絹ばりの壁や、カーテンの快い色彩、置き棚や卓子《テーブル》の上に飾られた陶器や、青銅の置き物や、玻璃《はり》製の細工物などの趣向のこった並べ方が、その豊かな暮しを現して、すべてがゆったりと溶け合っていた。窓からは、手入のよく行き届いた庭の一部が眺められ、雨に咲いている、くちなし[#「くちなし」に傍点]の強い甘い匂いが、ときどき、かすかにうっとりとするほど、部屋の中に揺れて来るのであった。
三、四年前までは、この家へ二、三度遊びに来たこともあり、こうした応接間の空気などにも、特別に感じ入りもしなかったのであるが、やや切端《せっぱ》つまった就職者として来ているせいもあって、新子は何か不思議な圧迫を感じるのであった。
「今年小学校五年になる兄の子が、あまり甘やかしたせいか、頭はそんなにわるくないんだけれども、学校が出来ないの。」
「男のお子さん……」
「ええそう。いたずらっ子だけれども、性質は素直なの。それから、小学校三年の女の子、この方《ほう》は、どちらでもいい。この方は、面白いかわいい子よ。二人とも、貴女がてこずるような子じゃないけれど、問題は姉よ。」
路子は、新子に比べると、冴《さ》えたところはないが、丸顔で眼も唇もほっそりしていて、豊かな黒髪を短く切って、洗練された衣裳の好みや、金持の娘にしてはすましていない点などで、何となく人好きがした。弾力に充ちた身体は、しなやかで、いかにも快活そうだった。
「お姉さまって?」
「つまり、子供のお母さまよ。」
「じゃ、お兄さまの奥さま!」
「ええ。」愛嬌《あいきょう》ぶかい路子の茶がかった眼が、ちょっと皮肉な笑いをうかべた。
「それは、どういう意味で!」
「貴女、私の義姉《あね》とお会いになったことないかしら。」
「一度くらい、お目にかかりましたわ。」新子は、いつか劇場か何かで、路子といっしょにいるときに、ちょっと挨拶したことを思い出した。

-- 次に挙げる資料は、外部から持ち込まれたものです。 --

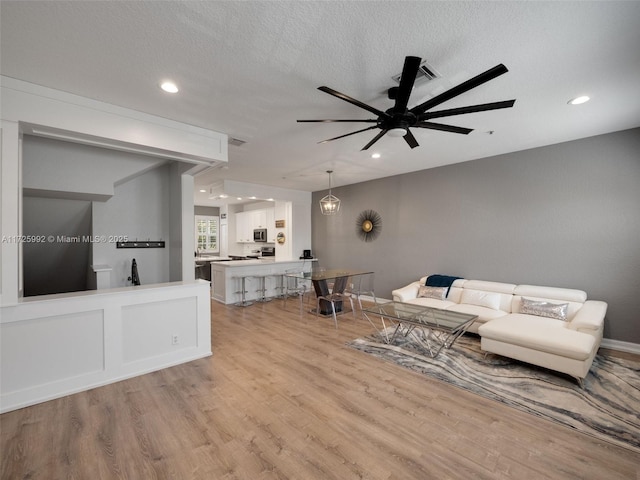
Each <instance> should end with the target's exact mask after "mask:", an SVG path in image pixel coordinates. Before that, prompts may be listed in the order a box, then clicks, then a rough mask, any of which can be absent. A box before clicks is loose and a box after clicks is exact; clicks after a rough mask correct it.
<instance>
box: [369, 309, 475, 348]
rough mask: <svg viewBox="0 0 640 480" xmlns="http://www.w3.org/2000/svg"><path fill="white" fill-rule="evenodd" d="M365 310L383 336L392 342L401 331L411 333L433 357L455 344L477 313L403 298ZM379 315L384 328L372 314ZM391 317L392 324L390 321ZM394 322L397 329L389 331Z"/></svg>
mask: <svg viewBox="0 0 640 480" xmlns="http://www.w3.org/2000/svg"><path fill="white" fill-rule="evenodd" d="M362 314H363V315H364V316H365V318H366V319H367V320H368V321H369V323H370V324H371V325H372V326H373V327H374V328H375V329H376V331H377V332H378V333H379V334H380V336H381V337H382V338H383V340H384V341H385V343H387V344H391V343H393V341H394V340H395V338H396V337H397V336H398V335H404V336H405V337H406V336H408V335H411V336H412V337H413V338H414V339H415V340H416V341H417V342H418V344H419V345H420V346H421V347H422V348H423V349H424V350H425V352H426V353H428V354H429V355H430V356H431V357H432V358H435V357H436V356H438V354H439V353H440V350H442V349H443V348H451V345H453V343H454V342H455V341H456V339H457V338H458V337H459V336H460V335H462V334H464V332H466V331H467V329H468V328H469V326H470V325H471V324H472V323H473V322H474V320H475V319H476V318H478V316H477V315H471V314H467V313H460V312H454V311H451V310H442V309H439V308H432V307H425V306H423V305H415V304H412V303H403V302H396V301H393V302H387V303H377V304H375V305H372V306H369V307H367V308H364V309H363V310H362ZM369 315H372V316H379V317H380V321H381V324H382V329H380V328H379V327H378V326H377V325H376V324H375V323H374V322H373V321H372V320H371V318H370V317H369ZM387 321H389V322H390V323H389V325H387ZM393 324H395V325H396V327H395V329H393V333H391V335H390V334H389V331H390V330H391V329H390V328H389V327H392V326H393Z"/></svg>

「そうだったかしら。私、貴女なら辛抱して下さると思うけれど、……」
路子は、かわいい苦笑をつづけた後、
「兄は、とてもいい兄ですの。温良で、物分りがよくって、品行方正で……自分の肉親の兄をほめるのはおかしいけれど……」と、路子はしばらくは顧みて、他をいう形だった。